I tried to flatten such a list with a nested list comprehension, like this:
[image for image in menuitem for menuitem in list_of_menuitems]
But I get in trouble of the NameError
variety there, because the name 'menuitem' is not defined
. After googling and looking around on Stack Overflow, I got the desired results with a reduce
statement:
reduce(list.__add__, map(lambda x: list(x), list_of_menuitems))
But this method is fairly unreadable because I need that list(x)
call there because x is a Django QuerySet
object.
Conclusion:
Thanks to everyone who contributed to this question. Here is a summary of what I learned. I'm also making this a community wiki in case others want to add to or correct these observations.

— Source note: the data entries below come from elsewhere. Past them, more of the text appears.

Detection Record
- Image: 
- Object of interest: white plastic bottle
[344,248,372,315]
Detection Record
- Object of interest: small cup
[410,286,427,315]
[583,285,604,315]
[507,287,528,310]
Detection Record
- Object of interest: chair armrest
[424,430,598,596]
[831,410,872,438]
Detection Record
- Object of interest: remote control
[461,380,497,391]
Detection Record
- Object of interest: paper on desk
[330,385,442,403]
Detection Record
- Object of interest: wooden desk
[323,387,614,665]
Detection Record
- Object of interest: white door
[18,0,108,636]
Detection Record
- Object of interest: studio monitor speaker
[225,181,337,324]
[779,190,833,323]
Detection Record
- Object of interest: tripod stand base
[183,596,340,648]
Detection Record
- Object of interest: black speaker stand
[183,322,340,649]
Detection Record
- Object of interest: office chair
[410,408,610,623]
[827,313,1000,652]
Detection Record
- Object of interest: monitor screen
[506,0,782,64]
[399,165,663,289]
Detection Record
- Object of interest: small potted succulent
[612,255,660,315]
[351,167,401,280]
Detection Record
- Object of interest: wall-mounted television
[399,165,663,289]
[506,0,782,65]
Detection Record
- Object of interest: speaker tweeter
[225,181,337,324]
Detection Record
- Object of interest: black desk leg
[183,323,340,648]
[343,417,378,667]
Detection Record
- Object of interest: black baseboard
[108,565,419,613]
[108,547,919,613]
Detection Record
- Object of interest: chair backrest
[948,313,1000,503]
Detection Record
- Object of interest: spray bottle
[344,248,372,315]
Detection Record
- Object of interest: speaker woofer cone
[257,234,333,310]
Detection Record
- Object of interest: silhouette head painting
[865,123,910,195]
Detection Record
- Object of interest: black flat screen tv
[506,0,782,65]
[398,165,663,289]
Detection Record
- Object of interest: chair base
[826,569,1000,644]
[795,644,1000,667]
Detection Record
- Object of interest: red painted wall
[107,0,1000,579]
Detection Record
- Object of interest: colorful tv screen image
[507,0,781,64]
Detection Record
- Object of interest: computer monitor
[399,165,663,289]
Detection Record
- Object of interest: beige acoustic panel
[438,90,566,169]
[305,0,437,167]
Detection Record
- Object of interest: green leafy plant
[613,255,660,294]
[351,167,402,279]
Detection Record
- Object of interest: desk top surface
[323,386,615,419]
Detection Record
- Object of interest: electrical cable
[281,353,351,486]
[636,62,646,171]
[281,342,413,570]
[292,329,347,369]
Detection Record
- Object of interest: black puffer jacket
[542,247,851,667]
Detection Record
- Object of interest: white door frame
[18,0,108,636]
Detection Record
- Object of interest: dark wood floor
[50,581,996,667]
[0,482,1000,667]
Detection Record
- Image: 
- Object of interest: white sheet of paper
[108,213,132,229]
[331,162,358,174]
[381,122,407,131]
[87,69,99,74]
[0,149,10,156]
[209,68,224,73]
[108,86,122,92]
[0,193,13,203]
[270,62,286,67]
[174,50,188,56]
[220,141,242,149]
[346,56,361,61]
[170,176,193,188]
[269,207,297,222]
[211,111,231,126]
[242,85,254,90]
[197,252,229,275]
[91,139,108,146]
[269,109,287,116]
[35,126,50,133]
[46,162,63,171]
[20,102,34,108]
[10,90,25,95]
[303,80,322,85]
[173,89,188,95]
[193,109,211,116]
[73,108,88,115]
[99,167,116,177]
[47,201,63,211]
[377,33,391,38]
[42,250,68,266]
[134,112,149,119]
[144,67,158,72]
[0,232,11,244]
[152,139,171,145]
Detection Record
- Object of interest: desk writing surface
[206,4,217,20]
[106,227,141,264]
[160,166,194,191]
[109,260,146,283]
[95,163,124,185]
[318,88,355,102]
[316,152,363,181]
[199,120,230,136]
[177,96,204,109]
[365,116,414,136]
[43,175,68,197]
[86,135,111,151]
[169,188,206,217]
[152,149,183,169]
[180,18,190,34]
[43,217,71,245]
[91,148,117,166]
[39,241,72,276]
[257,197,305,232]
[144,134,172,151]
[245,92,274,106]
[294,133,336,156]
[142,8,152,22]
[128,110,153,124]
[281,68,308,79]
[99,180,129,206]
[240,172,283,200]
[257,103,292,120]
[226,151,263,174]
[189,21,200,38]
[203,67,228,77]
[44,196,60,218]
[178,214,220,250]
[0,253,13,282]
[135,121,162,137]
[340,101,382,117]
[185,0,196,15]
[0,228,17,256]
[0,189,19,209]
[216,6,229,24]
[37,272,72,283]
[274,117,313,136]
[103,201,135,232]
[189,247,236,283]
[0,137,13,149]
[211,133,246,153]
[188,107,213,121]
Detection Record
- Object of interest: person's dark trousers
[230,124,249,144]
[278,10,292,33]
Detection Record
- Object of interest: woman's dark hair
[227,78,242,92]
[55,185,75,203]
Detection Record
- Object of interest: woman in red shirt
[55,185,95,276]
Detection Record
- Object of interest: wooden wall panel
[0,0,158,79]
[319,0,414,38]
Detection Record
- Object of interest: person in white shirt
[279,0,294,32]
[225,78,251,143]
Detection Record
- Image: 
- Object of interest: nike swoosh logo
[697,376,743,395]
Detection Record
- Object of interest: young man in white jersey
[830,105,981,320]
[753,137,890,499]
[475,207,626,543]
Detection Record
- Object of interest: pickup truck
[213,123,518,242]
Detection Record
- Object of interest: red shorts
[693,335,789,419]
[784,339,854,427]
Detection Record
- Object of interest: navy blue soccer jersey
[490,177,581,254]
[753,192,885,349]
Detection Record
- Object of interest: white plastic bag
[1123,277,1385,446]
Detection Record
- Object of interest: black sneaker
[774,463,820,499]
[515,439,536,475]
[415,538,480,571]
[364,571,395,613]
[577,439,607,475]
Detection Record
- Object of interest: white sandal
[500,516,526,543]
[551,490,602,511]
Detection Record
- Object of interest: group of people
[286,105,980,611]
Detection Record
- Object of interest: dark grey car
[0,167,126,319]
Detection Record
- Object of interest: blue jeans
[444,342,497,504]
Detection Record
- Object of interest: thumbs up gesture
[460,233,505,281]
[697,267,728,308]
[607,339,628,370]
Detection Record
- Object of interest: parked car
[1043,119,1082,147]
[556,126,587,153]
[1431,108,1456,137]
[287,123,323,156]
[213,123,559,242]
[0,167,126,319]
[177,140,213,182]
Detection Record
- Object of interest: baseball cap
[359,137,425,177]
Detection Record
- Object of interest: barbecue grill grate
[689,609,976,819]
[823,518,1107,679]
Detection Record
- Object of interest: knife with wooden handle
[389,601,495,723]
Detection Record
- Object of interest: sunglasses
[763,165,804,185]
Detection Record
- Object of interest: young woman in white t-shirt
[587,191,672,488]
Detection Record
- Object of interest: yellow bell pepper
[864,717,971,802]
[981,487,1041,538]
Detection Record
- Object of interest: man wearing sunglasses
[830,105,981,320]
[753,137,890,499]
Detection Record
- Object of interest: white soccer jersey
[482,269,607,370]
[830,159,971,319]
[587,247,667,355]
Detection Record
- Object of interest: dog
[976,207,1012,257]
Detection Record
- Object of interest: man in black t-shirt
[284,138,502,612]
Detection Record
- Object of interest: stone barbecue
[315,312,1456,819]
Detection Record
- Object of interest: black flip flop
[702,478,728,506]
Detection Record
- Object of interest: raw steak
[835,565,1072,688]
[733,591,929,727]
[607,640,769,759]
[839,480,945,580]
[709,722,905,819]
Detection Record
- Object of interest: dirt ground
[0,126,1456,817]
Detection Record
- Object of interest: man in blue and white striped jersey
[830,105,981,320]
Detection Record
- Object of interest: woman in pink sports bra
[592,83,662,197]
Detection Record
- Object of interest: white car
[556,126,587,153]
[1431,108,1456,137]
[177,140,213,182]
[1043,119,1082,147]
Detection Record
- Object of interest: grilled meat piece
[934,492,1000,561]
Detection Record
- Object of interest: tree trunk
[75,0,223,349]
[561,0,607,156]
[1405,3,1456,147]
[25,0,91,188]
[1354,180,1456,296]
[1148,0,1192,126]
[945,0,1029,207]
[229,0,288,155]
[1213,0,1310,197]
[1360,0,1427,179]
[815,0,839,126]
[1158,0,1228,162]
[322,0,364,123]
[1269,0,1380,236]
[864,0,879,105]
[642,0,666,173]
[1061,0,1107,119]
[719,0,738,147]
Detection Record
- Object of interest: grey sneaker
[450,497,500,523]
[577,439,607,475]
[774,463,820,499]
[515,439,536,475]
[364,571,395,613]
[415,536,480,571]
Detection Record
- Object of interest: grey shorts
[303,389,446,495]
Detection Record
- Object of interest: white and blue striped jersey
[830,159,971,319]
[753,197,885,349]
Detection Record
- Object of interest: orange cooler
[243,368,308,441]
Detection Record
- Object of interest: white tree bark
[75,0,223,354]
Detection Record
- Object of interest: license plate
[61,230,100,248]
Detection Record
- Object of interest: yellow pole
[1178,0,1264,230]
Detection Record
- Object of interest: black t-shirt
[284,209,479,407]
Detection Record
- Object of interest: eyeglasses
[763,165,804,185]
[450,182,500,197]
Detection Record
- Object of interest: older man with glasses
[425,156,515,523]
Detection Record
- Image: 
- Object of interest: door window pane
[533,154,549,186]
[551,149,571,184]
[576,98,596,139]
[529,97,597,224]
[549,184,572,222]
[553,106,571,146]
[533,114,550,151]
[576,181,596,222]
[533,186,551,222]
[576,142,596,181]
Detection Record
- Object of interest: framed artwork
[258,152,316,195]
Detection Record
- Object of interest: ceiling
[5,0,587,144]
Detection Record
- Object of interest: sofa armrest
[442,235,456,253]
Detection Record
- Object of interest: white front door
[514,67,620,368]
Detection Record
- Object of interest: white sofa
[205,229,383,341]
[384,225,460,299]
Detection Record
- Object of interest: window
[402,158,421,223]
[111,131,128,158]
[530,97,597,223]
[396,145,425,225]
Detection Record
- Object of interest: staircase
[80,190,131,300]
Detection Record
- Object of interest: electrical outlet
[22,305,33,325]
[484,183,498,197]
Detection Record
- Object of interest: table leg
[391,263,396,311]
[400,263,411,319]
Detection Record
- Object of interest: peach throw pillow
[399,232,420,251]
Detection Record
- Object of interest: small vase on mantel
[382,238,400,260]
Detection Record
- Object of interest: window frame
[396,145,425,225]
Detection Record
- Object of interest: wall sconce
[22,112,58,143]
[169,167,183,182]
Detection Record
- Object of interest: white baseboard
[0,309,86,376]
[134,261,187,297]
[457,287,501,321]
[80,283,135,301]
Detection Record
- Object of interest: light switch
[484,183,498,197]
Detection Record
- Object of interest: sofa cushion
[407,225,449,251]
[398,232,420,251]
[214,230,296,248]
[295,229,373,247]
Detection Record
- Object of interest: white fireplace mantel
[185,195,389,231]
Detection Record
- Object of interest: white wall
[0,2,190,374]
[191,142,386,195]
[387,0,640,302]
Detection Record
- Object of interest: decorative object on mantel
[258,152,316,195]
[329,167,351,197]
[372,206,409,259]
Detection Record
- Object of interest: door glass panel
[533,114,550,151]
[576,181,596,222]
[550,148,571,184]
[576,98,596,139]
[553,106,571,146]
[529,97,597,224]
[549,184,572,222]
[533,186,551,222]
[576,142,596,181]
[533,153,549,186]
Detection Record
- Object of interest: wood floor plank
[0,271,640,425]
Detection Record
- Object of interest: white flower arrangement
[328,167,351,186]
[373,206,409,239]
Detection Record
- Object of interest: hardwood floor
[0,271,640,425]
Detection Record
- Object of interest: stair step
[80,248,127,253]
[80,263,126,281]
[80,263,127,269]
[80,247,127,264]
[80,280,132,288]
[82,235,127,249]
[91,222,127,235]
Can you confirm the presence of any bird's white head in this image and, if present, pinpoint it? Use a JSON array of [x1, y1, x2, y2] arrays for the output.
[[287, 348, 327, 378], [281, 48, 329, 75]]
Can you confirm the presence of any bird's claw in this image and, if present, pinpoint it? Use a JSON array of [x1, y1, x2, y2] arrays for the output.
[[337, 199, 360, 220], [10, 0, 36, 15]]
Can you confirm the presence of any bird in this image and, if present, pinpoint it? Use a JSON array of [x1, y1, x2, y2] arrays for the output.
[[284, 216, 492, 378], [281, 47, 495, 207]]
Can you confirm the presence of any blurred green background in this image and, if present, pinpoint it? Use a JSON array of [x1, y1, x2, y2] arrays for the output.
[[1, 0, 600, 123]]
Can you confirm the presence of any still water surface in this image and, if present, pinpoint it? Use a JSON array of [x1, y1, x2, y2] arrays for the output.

My original reduce statement is redundant and is better written this way:
>>> reduce(list.__add__, (list(mi) for mi in list_of_menuitems))
This is the correct syntax for a nested list comprehension (Brilliant summary dF!):
>>> [image for mi in list_of_menuitems for image in mi]
But neither of these methods are as efficient as using itertools.chain
:
>>> from itertools import chain
>>> list(chain(*list_of_menuitems))
And as @cdleary notes, it's probably better style to avoid * operator magic by using chain.from_iterable
like so:
>>> chain = itertools.chain.from_iterable([[1,2],[3],[5,89],[],[6]])
>>> print(list(chain))
>>> [1, 2, 3, 5, 89, 6]
If you're just looking to iterate over a flattened version of the data structure and don't need an indexable sequence, consider itertools.chain and company.
>>> list_of_menuitems = [['image00', 'image01'], ['image10'], []]
>>> import itertools
>>> chain = itertools.chain(*list_of_menuitems)
>>> print(list(chain))
['image00', 'image01', 'image10']
It will work on anything that's iterable, which should include Django's iterable QuerySet
s, which it appears that you're using in the question.
Edit: This is probably as good as a reduce anyway, because reduce will have the same overhead copying the items into the list that's being extended. chain
will only incur this (same) overhead if you run list(chain)
at the end.
Meta-Edit: Actually, it's less overhead than the question's proposed solution, because you throw away the temporary lists you create when you extend the original with the temporary.
Edit: As J.F. Sebastian says itertools.chain.from_iterable
avoids the unpacking and you should use that to avoid *
magic, but the timeit app shows negligible performance difference.